Autofahren in den USA …

… bzw in den Weststaaten der USA und wieder in Deutschland. Wie ich vorhin aus dem Küchenfenster schaue, will gerade ein kleiner Steppke mit seinem Fahrrad an der Einmündung über unsere Straße. Er sieht wohl ein Auto und bleibt in der Mitte der Straße stehen. Das Auto kommt schneller als es eigentlich der Straßenzustand erlaubt, fährt ohne anzuhalten am Steppke vorbei und biegt links ab. Hatte ja Vorfahrt, der Knirps kam von links. Von rechts (echt besch… einsehbar) kam gestern auch nichts.

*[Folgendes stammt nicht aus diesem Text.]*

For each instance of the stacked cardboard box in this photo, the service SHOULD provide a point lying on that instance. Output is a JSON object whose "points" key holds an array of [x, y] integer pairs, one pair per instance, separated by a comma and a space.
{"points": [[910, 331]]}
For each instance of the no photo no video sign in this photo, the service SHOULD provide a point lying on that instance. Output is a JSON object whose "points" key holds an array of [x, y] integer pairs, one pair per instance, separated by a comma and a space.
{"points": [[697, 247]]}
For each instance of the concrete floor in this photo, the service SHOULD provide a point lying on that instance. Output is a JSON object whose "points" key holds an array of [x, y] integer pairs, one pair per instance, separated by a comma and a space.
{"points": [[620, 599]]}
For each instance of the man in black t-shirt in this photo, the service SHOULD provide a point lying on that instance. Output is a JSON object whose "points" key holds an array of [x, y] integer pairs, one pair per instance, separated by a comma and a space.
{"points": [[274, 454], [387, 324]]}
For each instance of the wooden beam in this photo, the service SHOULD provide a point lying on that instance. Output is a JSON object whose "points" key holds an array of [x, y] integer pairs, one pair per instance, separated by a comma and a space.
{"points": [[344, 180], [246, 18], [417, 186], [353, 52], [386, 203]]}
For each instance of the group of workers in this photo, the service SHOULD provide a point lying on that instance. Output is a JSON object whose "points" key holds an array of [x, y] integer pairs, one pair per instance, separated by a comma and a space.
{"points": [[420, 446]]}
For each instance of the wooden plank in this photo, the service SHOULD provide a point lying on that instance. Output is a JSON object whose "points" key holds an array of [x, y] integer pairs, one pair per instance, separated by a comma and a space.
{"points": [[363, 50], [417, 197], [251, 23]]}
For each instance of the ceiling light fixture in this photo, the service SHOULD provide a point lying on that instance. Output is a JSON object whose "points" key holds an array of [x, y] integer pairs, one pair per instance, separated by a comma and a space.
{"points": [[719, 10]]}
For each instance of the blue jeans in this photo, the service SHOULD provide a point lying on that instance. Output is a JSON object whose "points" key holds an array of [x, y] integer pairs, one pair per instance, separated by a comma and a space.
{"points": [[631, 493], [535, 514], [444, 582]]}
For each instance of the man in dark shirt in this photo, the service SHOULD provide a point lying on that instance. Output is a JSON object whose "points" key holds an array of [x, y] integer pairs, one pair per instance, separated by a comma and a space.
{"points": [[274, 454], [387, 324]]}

Warum ich das hier schreibe? Noch die Verhältnisse in der 7 Mio. Einwohner starken Bay-Area (San Franzisco bis San Jose) gewohnt, hat mich die Szene doch etwas aufgeregt. In diesem Autofahrer dominierten Teil der Welt sind Fußgänger und Radfahrer quasi heilig und Kinder sowieso. Wenn jemand angefahren wird, kommt das gleich im Frühstücksfernsehen und diverse Bürgermeister brüsten sich gleich damit, was sie doch neuerdings für die Sicherheit der Kinder/Fußgänger/Radfahrer tun. Man fährt sehr konservativ und an einem auf der Straße stehendem Kind vorbeizufahren ist echt undenkbar.

Wir sind bei unseren reichlich 3 wöchigen Aufenthalt über 7000km gefahren und haben einige Verkehrserfahrung gesammelt. Generell fährt es sich aus meiner Sicht deutlich entspannter als in Deutschland, und das, obwohl die Bay-Area eine nicht endende Großstadt ist und obwohl einige Verkehrsregeln für einen Deutschen doch recht befremdlich anmuten.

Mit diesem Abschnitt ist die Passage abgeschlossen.